We also showed that GSI1 is a potent proteasomal inhibitor, and may inhibit breast cancer cell proliferation through dual targets of the γ-secretase complex and the proteasome. Whether GSI1 targets each specifically, or inhibition occurs through sequential consequence remains uncertain. It is tempting to speculate that aldehyde-based compounds, such as GSI1 and MG132, may be able to bind interchangeably between the two complexes. Although a low-resolution electron microscopy model of the γ-secretase complex has recently been described (Lazarov et al, 2006), only the complete high-resolution X-ray structure of the γ-secretase complex may suggest putative shared 3D regions to which aldehyde-based inhibitors bind. In addition, it is possible that cross-talk between the γ-secretase complex and the proteasome exists, as PSEN may be cleaved into the active C- and N-terminal fragments by the proteasome (Massey et al, 2005).

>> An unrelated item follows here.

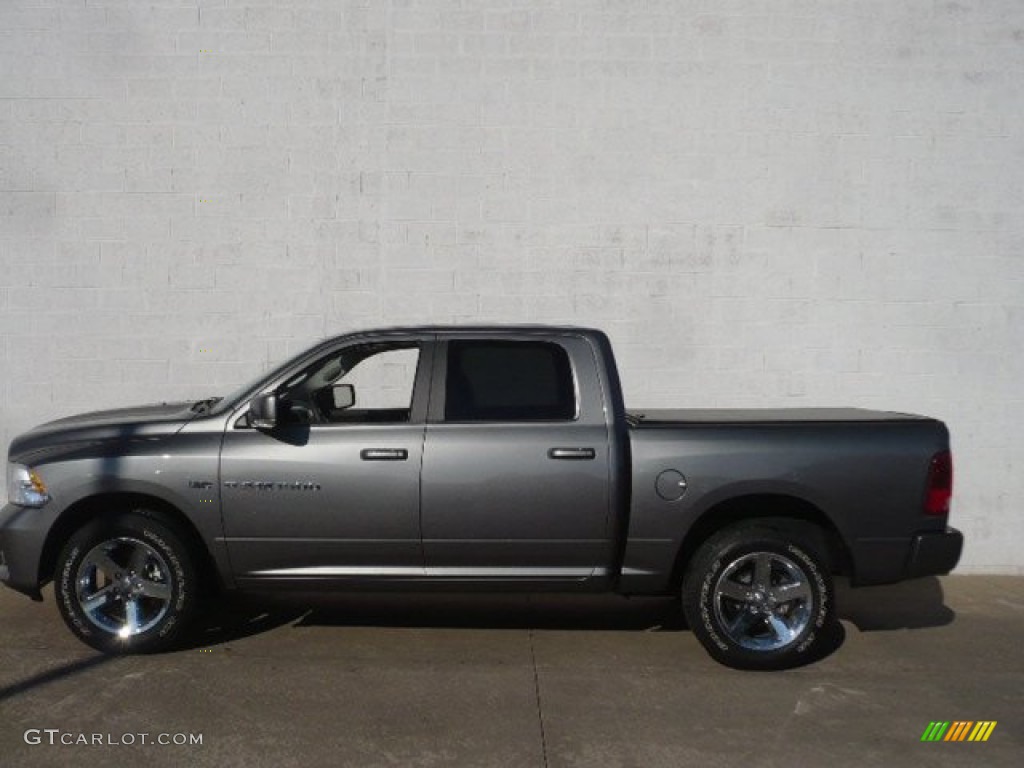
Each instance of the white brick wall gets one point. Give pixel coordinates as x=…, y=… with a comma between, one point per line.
x=764, y=202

Furthermore, it has been suggested that the γ-secretase complex can act in a similar way to the proteasome, as they can recognise, capture substrates and feed them through the proteolytic-containing cavity of their respective complexes to produce functional cleaved fragments (Kopan and Illagan, 2004).

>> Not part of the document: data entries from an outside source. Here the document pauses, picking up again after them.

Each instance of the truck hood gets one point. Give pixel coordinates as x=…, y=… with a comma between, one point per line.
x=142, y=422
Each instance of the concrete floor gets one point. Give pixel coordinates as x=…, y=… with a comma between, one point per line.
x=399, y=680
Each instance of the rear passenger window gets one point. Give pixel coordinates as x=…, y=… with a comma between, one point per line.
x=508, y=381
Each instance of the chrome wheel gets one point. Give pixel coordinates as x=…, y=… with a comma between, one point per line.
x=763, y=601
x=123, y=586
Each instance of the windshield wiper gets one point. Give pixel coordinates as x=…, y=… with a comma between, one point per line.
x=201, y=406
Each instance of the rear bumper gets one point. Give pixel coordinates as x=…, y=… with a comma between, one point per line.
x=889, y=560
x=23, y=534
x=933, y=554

The cytotoxic effect of GSI1 and MG132 on breast cancer cells is different (Figure 6C). As GSI1, MG132 induces G2/M arrest and apoptosis with loss of Bcl-2 expression (Yan et al, 2007), thus the therapeutic use of proteasome inhibitors are also being considered in cancer treatment (Voorhees et al, 2003; Sato et al, 2008). Whether the uptake of these compounds by breast cancer cells or their half-lives (either in the culture medium or intracellularly) is different, and thus modulate their potency, remains to be established.

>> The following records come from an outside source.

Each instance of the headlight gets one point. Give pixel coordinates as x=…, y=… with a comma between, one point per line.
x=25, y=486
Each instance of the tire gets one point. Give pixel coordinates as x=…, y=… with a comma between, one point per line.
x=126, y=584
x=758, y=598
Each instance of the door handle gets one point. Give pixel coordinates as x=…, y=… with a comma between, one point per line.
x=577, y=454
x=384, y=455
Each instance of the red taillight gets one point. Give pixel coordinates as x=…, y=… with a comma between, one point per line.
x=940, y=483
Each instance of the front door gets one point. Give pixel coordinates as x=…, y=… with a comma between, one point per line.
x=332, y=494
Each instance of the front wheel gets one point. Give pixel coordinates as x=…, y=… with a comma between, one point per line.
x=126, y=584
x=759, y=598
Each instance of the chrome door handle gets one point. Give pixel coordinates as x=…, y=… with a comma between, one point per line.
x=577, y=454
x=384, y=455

Two facts are important from a potential future clinical application of GSI1: (1) the inhibitor is effective in triggering cell death of cancer cell lines at much lower concentrations than those required in non-tumorigenic cell lines, and (2) its effect on breast cancer cells is irrespective of their ER status. This last point is particularly important as triple-negative breast tumours (ER-, progesterone receptor-, and Her-2-negative), which are particularly aggressive and have a poor prognosis, are currently only treated with traditional chemotherapy (Haffty et al, 2006; Cleator et al, 2007). Interestingly, γ-secretase inhibitors have the potential of increasing sensitivity and efficacy of other chemotherapeutic drugs as well as hormonal and targeted therapeutic agents. For example, synergistic treatment of breast cancer cells with a γ-secretase inhibitor and trastuzamub (Osipo et al, 2008) or Tamoxifen (Rizzo et al, 2008) was more effective in reducing proliferation than the individual treatments. The combined treatments of γ-secretase inhibitors and chemotherapeutic agents have illustrated a greater extent of antiproliferative effects and/or apoptosis in multiple myeloma (Nefedova et al, 2008), T-cell acute lymphoblastic leukaemia (De Keersmaecker et al, 2008), and colon cancer cell lines (Akiyoshi et al, 2008).

Overall these data indicate that γ-secretase is a potential therapeutic target in breast cancer.